In County Durham, an extended use of the term “bait” developed, to refer to things of a romantic and ultimately a more crudely sexual nature. The question “Who’s putting your bait up” was a veiled inquiry as to the identity of the person with whom one was involved in a romantic liason. Again similar expressions of suggestive badinage are common throughout the world, and bring to mind the blues classic “Who’s stoking your fire?” When asked about the specific composition of his own song, Jez was typically vague; he had the melody and attractive chord sequence worked out for quite a while before adding the lyric, and the piece existed as nothing more than a piano instrumental for some time, (though Jez ecouraged Billy Surgeoner to play keyboards on the recorded version and subsequent “live” performances; Jez’s own keyboard work can be heard on the songs “Yankee Boots” and “Northern Echoes”, as well as other tracks with a less prominent keyboard backing, such as “Shippersea Bay” and “The Bergen”.)
The idea for the lyric of “Bait Up” emerged from a long forgotten conversation between Jez and old friend Kevin Bainbridge, during the recording of the BANNERS album in 1994. One hesitates to imagine the true nature of the conversation itself, but it apparently bore no resemblance to the finished song! The other germ of an idea that was incorporated into the lyric, according to Jez, was “in the shadow of the clock we stand”, a phrase that he had been toying with for even longer, and now gave direction to the form that “Bait Up” would take. According to a Bad Penny who was involved, the actual arranging of the song for the subsequent album developed into a rather heated situation. The original demo of the track still featured the song in a very minimal, ponderous state, whereupon Jez decided to bring in a rhythm figure that was eventually used on the track, but not without some dissension from certain quarters within the group. Later still, actually in the studio during recording, Bev Sanders’ off-mike “la-la-ing” against the instrumental section appealed so much to the others that it was incorporated into the arrangement as well, and she was compelled to do it for real as part of the track.

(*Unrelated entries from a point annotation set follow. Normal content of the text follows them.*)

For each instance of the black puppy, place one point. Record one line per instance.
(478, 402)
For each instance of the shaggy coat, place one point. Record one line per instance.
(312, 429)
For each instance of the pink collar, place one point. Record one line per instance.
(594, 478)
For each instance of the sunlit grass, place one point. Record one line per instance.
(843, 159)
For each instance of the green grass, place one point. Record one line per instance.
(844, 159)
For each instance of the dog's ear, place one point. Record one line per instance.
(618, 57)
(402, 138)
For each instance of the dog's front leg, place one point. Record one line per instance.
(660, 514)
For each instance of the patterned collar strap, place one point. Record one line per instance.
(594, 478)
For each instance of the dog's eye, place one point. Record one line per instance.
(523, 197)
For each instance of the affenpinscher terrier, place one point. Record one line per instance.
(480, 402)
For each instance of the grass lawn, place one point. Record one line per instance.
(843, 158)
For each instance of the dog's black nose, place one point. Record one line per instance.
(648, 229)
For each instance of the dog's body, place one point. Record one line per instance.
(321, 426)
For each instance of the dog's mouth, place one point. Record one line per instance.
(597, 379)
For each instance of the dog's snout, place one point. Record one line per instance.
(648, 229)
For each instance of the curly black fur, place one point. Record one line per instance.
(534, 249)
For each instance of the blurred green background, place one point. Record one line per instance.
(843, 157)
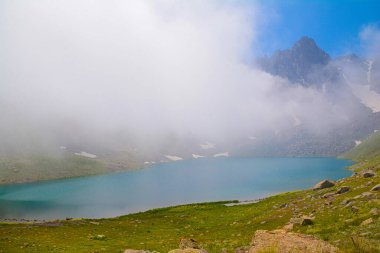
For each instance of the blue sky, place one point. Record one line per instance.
(334, 25)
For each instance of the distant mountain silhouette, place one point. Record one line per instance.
(305, 63)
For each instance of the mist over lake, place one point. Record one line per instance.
(166, 184)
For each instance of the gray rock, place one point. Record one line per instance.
(307, 221)
(367, 222)
(374, 211)
(328, 195)
(376, 188)
(188, 244)
(343, 189)
(243, 249)
(354, 208)
(368, 174)
(323, 184)
(136, 251)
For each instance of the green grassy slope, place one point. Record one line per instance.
(338, 220)
(213, 225)
(369, 148)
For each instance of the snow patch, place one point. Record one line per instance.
(85, 154)
(173, 157)
(370, 63)
(296, 121)
(225, 154)
(207, 145)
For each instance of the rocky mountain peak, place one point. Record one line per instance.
(299, 63)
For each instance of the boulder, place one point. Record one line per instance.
(376, 188)
(343, 189)
(288, 242)
(188, 250)
(368, 174)
(323, 184)
(188, 244)
(307, 221)
(354, 209)
(366, 222)
(374, 211)
(136, 251)
(328, 195)
(243, 249)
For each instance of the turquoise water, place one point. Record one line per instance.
(165, 185)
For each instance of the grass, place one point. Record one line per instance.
(213, 225)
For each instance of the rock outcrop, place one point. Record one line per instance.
(323, 184)
(376, 188)
(287, 242)
(188, 246)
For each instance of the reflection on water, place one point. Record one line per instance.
(164, 185)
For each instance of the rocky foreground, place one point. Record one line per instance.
(333, 216)
(284, 240)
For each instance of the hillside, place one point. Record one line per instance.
(369, 148)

“Bait Up” remains in Jez’s repertoire, and in two very different forms: with The Bad Pennies, there is the (somewhat embellished) arrangement from the album version, as featured, recorded “live” in concert, on 1998’s 5-track promo CD, and also included with video footage on the multi-media section of the new LIVE AT THE DAVY LAMP album; Jez also occasionally performs a very different solo arrangement of the song with just voice and guitar, and also sometimes augmented by Bev Sanders’ harmony vocals on their rare appearances on stage together these days. The solo version was slated for inclusion on the aborted “live” recording from Sydney, a few years ago, and is worth hearing for the simply effective guitar part, quite unlike anything else that Jez usually plays, and possibly owes much to his original piano version.

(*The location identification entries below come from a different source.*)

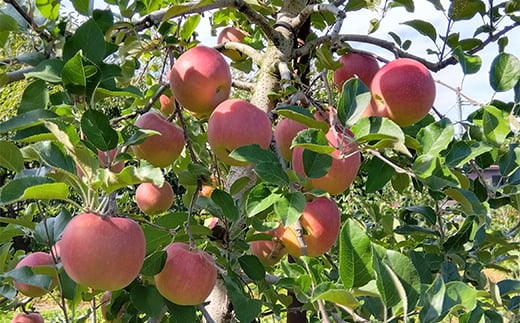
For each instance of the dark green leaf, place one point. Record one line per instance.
(11, 157)
(423, 27)
(505, 72)
(35, 97)
(147, 299)
(354, 99)
(252, 267)
(316, 165)
(97, 129)
(48, 70)
(465, 9)
(470, 64)
(355, 255)
(290, 207)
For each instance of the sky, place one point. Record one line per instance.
(475, 86)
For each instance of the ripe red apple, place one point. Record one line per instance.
(33, 317)
(104, 253)
(200, 79)
(152, 199)
(33, 260)
(236, 123)
(188, 276)
(404, 89)
(167, 104)
(345, 164)
(284, 133)
(321, 222)
(354, 64)
(269, 252)
(231, 34)
(162, 149)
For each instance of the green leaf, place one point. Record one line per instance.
(328, 292)
(252, 267)
(469, 202)
(423, 27)
(510, 162)
(48, 70)
(260, 198)
(465, 9)
(431, 171)
(73, 75)
(97, 129)
(147, 299)
(316, 165)
(130, 175)
(226, 204)
(84, 7)
(26, 120)
(374, 130)
(355, 255)
(301, 115)
(436, 137)
(379, 173)
(154, 263)
(354, 99)
(32, 187)
(11, 157)
(290, 207)
(48, 8)
(505, 72)
(35, 97)
(461, 152)
(495, 125)
(470, 64)
(89, 40)
(314, 140)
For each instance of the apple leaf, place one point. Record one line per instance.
(316, 165)
(11, 157)
(354, 99)
(505, 72)
(290, 207)
(328, 292)
(97, 129)
(301, 115)
(252, 267)
(355, 255)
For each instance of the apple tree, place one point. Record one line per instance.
(291, 171)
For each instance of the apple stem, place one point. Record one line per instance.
(299, 236)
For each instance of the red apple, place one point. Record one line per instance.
(33, 317)
(200, 79)
(152, 199)
(269, 252)
(284, 133)
(188, 276)
(167, 104)
(321, 223)
(35, 259)
(236, 123)
(162, 149)
(354, 64)
(345, 164)
(231, 34)
(104, 253)
(404, 89)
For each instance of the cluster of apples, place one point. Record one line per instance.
(403, 90)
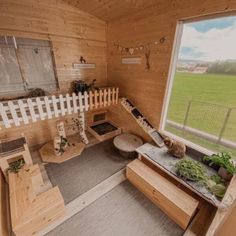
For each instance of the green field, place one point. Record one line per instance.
(209, 89)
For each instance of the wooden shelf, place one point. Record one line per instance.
(75, 149)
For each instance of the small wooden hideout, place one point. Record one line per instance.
(78, 73)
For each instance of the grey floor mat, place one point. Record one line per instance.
(124, 211)
(78, 175)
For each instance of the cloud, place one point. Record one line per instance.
(215, 44)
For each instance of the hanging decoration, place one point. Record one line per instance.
(138, 48)
(146, 49)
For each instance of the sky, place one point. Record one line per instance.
(209, 40)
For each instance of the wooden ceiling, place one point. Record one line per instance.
(109, 10)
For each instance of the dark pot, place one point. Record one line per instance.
(224, 174)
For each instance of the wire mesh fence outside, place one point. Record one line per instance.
(208, 124)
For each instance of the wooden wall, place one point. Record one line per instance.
(147, 88)
(4, 208)
(73, 33)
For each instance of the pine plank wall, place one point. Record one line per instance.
(64, 26)
(147, 88)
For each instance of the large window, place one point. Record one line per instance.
(202, 101)
(25, 64)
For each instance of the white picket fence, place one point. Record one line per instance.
(24, 111)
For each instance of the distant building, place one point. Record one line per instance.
(199, 70)
(191, 67)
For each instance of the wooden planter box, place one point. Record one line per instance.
(98, 130)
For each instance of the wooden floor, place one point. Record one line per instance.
(110, 208)
(124, 211)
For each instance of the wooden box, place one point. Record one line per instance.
(177, 204)
(101, 136)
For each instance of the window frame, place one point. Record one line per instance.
(26, 90)
(171, 75)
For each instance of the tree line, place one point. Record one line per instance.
(223, 67)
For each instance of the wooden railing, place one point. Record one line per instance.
(24, 111)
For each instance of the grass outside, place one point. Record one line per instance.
(209, 89)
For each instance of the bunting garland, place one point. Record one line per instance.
(139, 48)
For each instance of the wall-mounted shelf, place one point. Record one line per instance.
(84, 65)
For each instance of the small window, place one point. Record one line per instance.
(202, 101)
(25, 64)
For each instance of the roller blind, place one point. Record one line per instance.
(25, 65)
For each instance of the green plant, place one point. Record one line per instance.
(195, 171)
(223, 160)
(16, 166)
(191, 170)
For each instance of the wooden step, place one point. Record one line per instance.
(31, 209)
(177, 204)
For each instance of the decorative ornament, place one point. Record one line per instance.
(131, 51)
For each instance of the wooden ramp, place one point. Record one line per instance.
(31, 211)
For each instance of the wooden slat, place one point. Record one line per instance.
(3, 113)
(13, 113)
(81, 106)
(62, 107)
(40, 108)
(30, 212)
(69, 110)
(86, 105)
(31, 109)
(48, 107)
(74, 100)
(109, 96)
(117, 95)
(54, 102)
(96, 99)
(91, 104)
(113, 95)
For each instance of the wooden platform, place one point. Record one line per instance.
(31, 212)
(177, 204)
(75, 149)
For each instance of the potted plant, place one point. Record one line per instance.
(16, 166)
(224, 162)
(192, 170)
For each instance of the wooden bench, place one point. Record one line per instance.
(30, 210)
(177, 204)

To conclude, we hear with interest that another well-known singer-songwriter from the UK recently chose a line from “Bait Up” as being what he saw as a summing up of Jez Lowe’s attitude to both his life and his work. This singer had shared a songwriting workshop with Jez a few years ago, at which he heard the song for the first time, and noted the reaction to this line from both the audience and other fellows-writers present, as well as noting the feeling with which it was delivered. The line was “Times that make you happy just turn round and make you sad.”